Consider the $n\times n$ matrices given by $A_n=1/n*I_{n\times n}$. For every finite $n$ each $A_n$ has rank $n$ but the limit is the zero matrix, and has rank zero. So the limit of a sequence of rank $n$ matrices need not be of rank $n$. Now I am considering the reverse question.
Consider a sequence $A_k \in \mathbb{R}^{m \times n}$ (or $\mathbb{C}^{m \times n}$). Is it possible to construct a sequence such that each $A_k$ has some rank $d \le \min(m,n)$ but: $\operatorname{rank} \left( \lim \limits _{k \to \infty} A_n \right) >d$?

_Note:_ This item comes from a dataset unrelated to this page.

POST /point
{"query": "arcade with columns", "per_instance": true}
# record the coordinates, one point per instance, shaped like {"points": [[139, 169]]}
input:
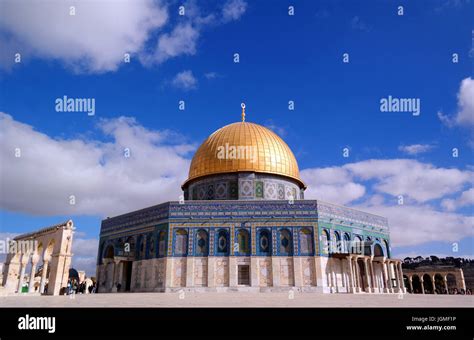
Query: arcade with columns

If not how would one go about proving that matrices cannot jump rank?
You can generalize the proof that the set of singular matrices is closed, by considering the set of matrices of rank less than $d$ as the set $f^{-1}({0})$, for $f\colon \mathbb{R}^{m\times n} \to \mathbb{R}$ defined by $$ f(A) = \sum_{A'} \lvert\det(A')\rvert $$ where the sum if over all $(d+1)\times (d+1)$ sub-matrices. Then $f$ is continuous, and $f(A)$ is non-zero if and only if $A$ has rank at least $d+1$.